Не являются ли материя и движение выдохом и вдохом Бога, который раз за разом вызывает к жизни миры и возвращает их в свое лоно? Все, что есть множественного, станет ли единым и заменят ли новые вселенные, брызнувшие из мысли того, чье единственное счастье и единственная задача в беспрерывном творении, нашу вселенную и все остальные, которые мы видим вокруг себя? А разве предположение о духовном очищении, о предназначении всех этих миров, наших неведомых соседей, не занимает столь же естественно свое место в огромных владениях поэзии?

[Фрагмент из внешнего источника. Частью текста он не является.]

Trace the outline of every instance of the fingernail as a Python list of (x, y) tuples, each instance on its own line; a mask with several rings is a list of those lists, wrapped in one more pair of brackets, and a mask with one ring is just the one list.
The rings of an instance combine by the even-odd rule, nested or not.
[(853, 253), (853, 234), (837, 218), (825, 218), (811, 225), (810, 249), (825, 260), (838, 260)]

Зарождение, возникновение, расцвет, вспышки последовательные или одновременные, медленные или внезапные, постепенные или мгновенные звезд, солнц, светил, созвездий – являетесь ли вы просто формами существования Бога или же обиталищами, уготованными его добротой или справедливостью для душ, которые он хочет воспитать и постепенно приблизить к себе? О, вечно изучаемые и, быть может, навеки непознанные миры, скажите, уготовано ли вам быть раем, адом, чистилищем, хаосом, виллой, дворцом и так далее?.. Сколько новых систем и скоплений, принявших неожиданные формы, непредвиденные сочетания, подчиняясь неизвестным законам, всем провиденциальным прихотям слишком огромного и слишком сложного для человеческого циркуля геометра, могли бы вырваться из лимбов будущего – что в этой мысли такого уж чрезмерного, противоестественного и что выходило бы за допустимые пределы поэтической догадки? Я пользуюсь этим словом, «догадка», для сносного определения вненаучного характера всякой поэзии. У другого поэта, нежели Виктор Гюго, подобные темы и подобные сюжеты могли бы слишком легко принять назидательную форму, которая является величайшим врагом истинной поэзии. Излагать в стихах известные законы, согласно которым движется духовный или звездный мир, значит описывать то, что уже открыто и целиком попадает в телескоп или под циркуль науки, это значит опускаться до обязанностей науки и посягать на ее функции, и это значит загромождать свой традиционный язык излишними прикрасами и опасной здесь рифмой; но отдаться фантазиям, которые внушены бесконечным зрелищем жизни на земле и в небесах, – законное право любого, следовательно, и поэта, которому предоставлено выразить великолепным, иным, нежели проза и музыка, языком вечные догадки любопытного человечества.
Описывая существующее, поэт роняет себя, опускается на уровень профессора; рассказывая о возможном, он остается верен своей задаче, ибо он – коллективная душа, которая вопрошает, плачет, надеется и порой догадывается.
Новое доказательство того же непогрешимого вкуса проявляется в последнем произведении, насладиться которым позволил нам Виктор Гюго; я имею в виду «Легенду веков»>9. За исключением зари наций, когда поэзия одновременно выражение их души и совокупность их знаний, история, изложенная в стихах, есть нарушение законов, которые управляют двумя жанрами, историей и поэзией; это оскорбление, нанесенное обеим Музам. В крайне просвещенные времена в духовном мире происходит разделение труда, которое укрепляет и совершенствует каждую из двух частей; и тот, кто пытается тогда создать эпическую поэму, понятную и более молодым народам, рискует уменьшить магическое воздействие поэзии, хотя бы из-за невыносимой длины произведения, отнимая при этом у истории некоторую часть мудрости и суровости, которой требуют от нее более старые народы. Из этого в большинстве случаев выходит лишь скучная несуразица. Несмотря на все почтенные усилия одного французского философа, полагавшего, что можно внезапно, без былой благодати и без долгой учебы поставить стих на службу некоего поэтического тезиса, Наполеон сегодня слишком историчен, чтобы стать легендой. Также не позволено человеку, даже гениальному, искусственно отодвигать века. Подобная идея могла зародиться лишь в голове философа, профессора, то есть человека, далекого от жизни. Когда Виктор Гюго в своих первых стихах пытается представить нам Наполеона в виде легендарного персонажа, в нем еще говорит парижанин, взволнованный и мечтательный современник; он вызывает возможную в будущем легенду; но самовольно не низводит ее до состояния прошлого.